Okay - another thing this mom has completely blocked out of her mind with Bryton: the belly button. And to be honest, now that I've remembered that I don't remember it, I still can't collect it. I remember that it fell off (which I remember only because of it's current absence) and that he had one at one time (I have pictures to prove it.) The caring for it and the event of it actually falling off I must have mentally blocked out due to absolute trauma and worry.
Now I'm being forced to relive this event I don't even remember. Ansley's umbilical cord stump caused for my first traumatic event yesterday. (Okay, traumatic may be a little bit of an exaggeration, but you must keep in mind that I'm still hormonal and you get very concerned with little things when your kids are little.)
It all started in the morning when Ansley woke up. Picking her up I could smell her and thought, "Yay, she pooped!" (Which she's not been doing much of lately.) When I got into her clothing I realized she had a lot blood on the inside of her sleeper, and she had no dirty diaper. The smell was coming from her cord and on moving her cord just slightly I could see very pink and fleshy skin underneath. More like the appearance of an organ sticking out.
So once I regained some clarity (and apologized to Ansley 100 times - I must be at fault for this somehow) I called the Dr.'s office. On describing it they said it sounded pretty normal and to just wait until our appointment that was scheduled for today to have the doctor look at it.

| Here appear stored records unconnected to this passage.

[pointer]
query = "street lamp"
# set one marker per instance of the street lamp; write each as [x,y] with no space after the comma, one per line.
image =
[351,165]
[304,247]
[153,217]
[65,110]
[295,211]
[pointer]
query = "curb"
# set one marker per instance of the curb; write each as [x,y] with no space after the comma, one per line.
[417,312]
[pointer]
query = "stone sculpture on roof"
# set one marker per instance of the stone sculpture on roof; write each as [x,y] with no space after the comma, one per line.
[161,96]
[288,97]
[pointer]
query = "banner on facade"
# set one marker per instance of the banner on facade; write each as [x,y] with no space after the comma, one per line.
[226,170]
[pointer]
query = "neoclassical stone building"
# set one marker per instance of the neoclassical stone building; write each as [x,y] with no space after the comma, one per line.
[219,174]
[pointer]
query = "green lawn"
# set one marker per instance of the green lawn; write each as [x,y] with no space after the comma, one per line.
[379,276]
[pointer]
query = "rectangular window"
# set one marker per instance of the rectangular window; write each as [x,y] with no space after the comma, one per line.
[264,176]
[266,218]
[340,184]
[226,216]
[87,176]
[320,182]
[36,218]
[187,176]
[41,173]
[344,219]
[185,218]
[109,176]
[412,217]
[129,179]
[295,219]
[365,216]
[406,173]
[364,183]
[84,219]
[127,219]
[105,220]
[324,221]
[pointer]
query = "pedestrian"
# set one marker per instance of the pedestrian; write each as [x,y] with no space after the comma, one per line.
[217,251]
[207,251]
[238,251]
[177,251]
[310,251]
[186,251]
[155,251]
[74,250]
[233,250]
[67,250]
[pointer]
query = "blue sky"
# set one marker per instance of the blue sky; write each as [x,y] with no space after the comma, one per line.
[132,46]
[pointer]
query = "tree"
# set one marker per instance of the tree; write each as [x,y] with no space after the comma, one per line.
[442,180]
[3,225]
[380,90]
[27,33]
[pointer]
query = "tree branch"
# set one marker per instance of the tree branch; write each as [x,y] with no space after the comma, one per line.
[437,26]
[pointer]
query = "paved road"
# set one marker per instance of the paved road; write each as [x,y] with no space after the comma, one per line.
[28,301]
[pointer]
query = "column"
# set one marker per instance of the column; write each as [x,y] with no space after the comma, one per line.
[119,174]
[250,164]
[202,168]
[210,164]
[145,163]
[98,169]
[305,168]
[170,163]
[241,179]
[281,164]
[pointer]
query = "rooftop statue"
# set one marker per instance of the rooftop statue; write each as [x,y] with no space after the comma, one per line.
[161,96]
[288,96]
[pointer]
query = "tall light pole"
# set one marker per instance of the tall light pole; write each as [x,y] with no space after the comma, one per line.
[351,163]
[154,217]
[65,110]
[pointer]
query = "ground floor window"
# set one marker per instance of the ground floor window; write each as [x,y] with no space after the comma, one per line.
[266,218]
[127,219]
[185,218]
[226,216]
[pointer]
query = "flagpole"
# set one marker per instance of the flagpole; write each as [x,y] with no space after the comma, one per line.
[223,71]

Then she napped, woke up again, more blood, worse smell, and more of that fleshy organy looking area. I called back and was on my way down to the doctor's office in 15 minutes, thinking to myself as I'm driving, "I've ruined her, she's going to have to have surgery, she has to be in so much pain (though she was snoozing away in the backseat), and she'll never look normal." (Remember the hormones? Ah hem.)
Long story short, the doctor assured me that her cord was not only fine but probably just days away from falling off (which I admit will be a traumatic event for me anyway - this whole thing kind of creeps me out anyway). Apparently this fleshy organy appearance is normal and the smell is too as long as it's not accompanied by puss and fever, neither of which she has.
No wonder my mind blocked this out. I worried about her cord all night last night after the Dr. assured me it was okay. Can't imagine how much I freaked with Bryton. Apparently it's more traumatic that child birth because my mind won't let me recall it.
I know this too shall pass, and she'll have that cute little belly button soon, so as proof of her 'newness' and the last little connection to me, I'll appreciate this with the rest.